Thawrat 25 Yanayer wa Al-Sira'a hawl Al-Sulta (The 25th January Revolution and the Conflict over Power) by Tariq El-Bishri, El-Basheer for Culture and Sciences Publishing, Cairo, 2014. pp. 215
Many writers and analysts agree that Judge Tariq El-Bishri, historian and dignified member of the judiciary, played a very significant role in shaping the political scene after the 2011 revolution, or since he was selected by the Supreme Council of the Armed Forces to head the constitutional amendments committee. The referendum that followed in March 2011 sparked serious division, to the extent that it was described by one Salafist leader as the "battle of the boxes", while analysts described it as aborting the revolution by legal means.
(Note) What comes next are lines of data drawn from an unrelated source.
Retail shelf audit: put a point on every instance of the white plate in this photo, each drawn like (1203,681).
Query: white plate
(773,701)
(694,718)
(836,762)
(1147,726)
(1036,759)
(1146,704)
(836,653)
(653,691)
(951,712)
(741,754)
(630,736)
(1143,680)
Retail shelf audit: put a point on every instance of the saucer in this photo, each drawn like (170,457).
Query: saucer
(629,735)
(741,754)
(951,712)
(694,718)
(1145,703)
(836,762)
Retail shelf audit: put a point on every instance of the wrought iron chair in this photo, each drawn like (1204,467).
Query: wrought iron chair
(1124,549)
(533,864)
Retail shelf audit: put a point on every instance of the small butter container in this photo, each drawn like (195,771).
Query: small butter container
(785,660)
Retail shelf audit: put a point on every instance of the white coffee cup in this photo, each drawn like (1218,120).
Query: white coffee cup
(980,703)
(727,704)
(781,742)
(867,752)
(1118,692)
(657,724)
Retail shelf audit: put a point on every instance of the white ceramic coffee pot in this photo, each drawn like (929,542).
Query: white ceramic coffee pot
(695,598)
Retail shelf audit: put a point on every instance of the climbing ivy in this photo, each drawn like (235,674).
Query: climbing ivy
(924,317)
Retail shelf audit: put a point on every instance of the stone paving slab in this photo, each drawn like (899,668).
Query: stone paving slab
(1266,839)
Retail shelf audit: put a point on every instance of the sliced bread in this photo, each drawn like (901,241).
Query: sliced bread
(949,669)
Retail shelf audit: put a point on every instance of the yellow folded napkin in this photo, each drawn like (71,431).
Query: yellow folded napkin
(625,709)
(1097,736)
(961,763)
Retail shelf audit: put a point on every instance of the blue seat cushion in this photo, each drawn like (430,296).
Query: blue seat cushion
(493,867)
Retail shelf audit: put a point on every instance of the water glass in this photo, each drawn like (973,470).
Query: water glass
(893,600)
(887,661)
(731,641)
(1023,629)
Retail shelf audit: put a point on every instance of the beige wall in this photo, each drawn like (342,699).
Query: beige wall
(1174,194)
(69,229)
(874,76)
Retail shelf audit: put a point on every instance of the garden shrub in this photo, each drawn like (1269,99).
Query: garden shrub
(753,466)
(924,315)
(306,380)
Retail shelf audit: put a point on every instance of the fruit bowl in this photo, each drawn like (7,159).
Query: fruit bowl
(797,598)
It is worth mentioning that El-Bishri has produced two founding works in their fields, namely, The History of the Political Movement in Egypt, 1945-1952 and Muslims and Copts in the Framework of National Community. Although he has written a number of books after the revolution, they didn't rise to the levels of neutrality, accuracy and impartiality of his previous work. As for his intellectual and doctrinal attachment to the Muslim Brotherhood, El-Bishri hasn't denied it, but to the cost of his well-known impartiality, whether as a judge or as a historian.
His latest work, titled The 25th January Revolution and the Conflict over Power, which was published late last year, can be considered his "last word" in a sense, for he has written neither books nor newspaper articles as he used to do, even after 30 June 2013. El-Bishri, in this new book, hasn't just published his articles and commentaries; he has even published a number of newspaper interviews conducted with him by Al-Shorouk newspaper and some internet sites, as if he intended to record his last words before History.
Perhaps the first remark is that El-Bishri is reading the political scene in an erroneous way, where he sees, in the first chapter "Egypt after the Revolution", that the conflict after Hosni Mubarak's downfall crystallised in three political forces; the state apparatus and the army as its nucleus; the Islamist current with the Muslim Brotherhood as its nucleus; and the liberal current with the media as its nucleus.
What is astonishing is that he considers the Muslim Brotherhood as a "democratic force" that came to the fore through free popular elections, while ignoring these elections' very nature, whether legislative or presidential. The Muslim Brotherhood relied on courting religious feelings and presenting themselves to voters as owning the keys to paradise, along with depending on bribes in kind to voters. When they won in the presidential elections they committed not just mistakes but sins and assaulted democracy and freedoms in an unprecedented way. Muslim Brotherhood President Mohamed Morsi issued a flagrant constitutional declaration in November 2012 through which he immunised all his decisions and the laws he issued, dismissing the public prosecutor and ruling alone, except for the input of the Muslim Brotherhood Guidance Bureau, which was his only point of reference.
El-Bishri ignores these facts although he has commented in the next chapters on the constitutional declaration. It is true that he refused it and considered it null and void. However, his opinion was confined to the declaration only, not whether it signified tyranny and an aggression on freedoms. The same goes to his commentary on Morsi's dismissal of the public prosecutor and his appointing a new one that was pliant in Morsi's hand.
As for the millions who went to the streets on 30 June 2013 to overthrow Morsi, El-Bishri doesn't care about that at all. He treats with extreme disregard those members of political forces that demanded the Muslim Brotherhood president conduct a referendum on whether he should continue in power, or call early presidential elections and spare the country violence, division and infighting. El-Bishri asserts that at the same time when 30 June demanded the downfall of the Muslim Brotherhood, there was a sit-in in Rabaa Al-Adawiya insisting the Muslim Brotherhood continue to rule. He doesn't appear to care about the huge difference in numbers between one and the other.
El-Bishri bases his viewpoint on the assumption or claim that the Muslim Brotherhood are "the only democratic force in the political arena," and on the election results. But the former president won by a very narrow margin, with a sizeable section of voters supporting him due to hatred of his challenger, General Ahmed Shafiq, who hailed directly from the Mubarak regime. In spite of this, El-Bishri, otherwise a great historian, seems unacquainted with the historical documents of the Muslim Brotherhood since its foundation, which not only abolish political parties but even abolish politics as a whole.
El-Bishri refused at this juncture any measure except resort to the constitution (ie the rule of the Muslim Brotherhood continues for another four years with no call for fresh elections). But this constitution was a farce, including the formation of the constitutional committee that drafted or discussed its articles and voted on it. Tens withdrew from the drafting committee in protest at Muslim Brotherhood tyranny and its insistence on "tailoring" the constitution's articles to its liking.
Finally, it is a sad matter that a competent and trustworthy historian and judge known for his strict sense of justice stoops to this level of justification, truth-evading, and circumvention.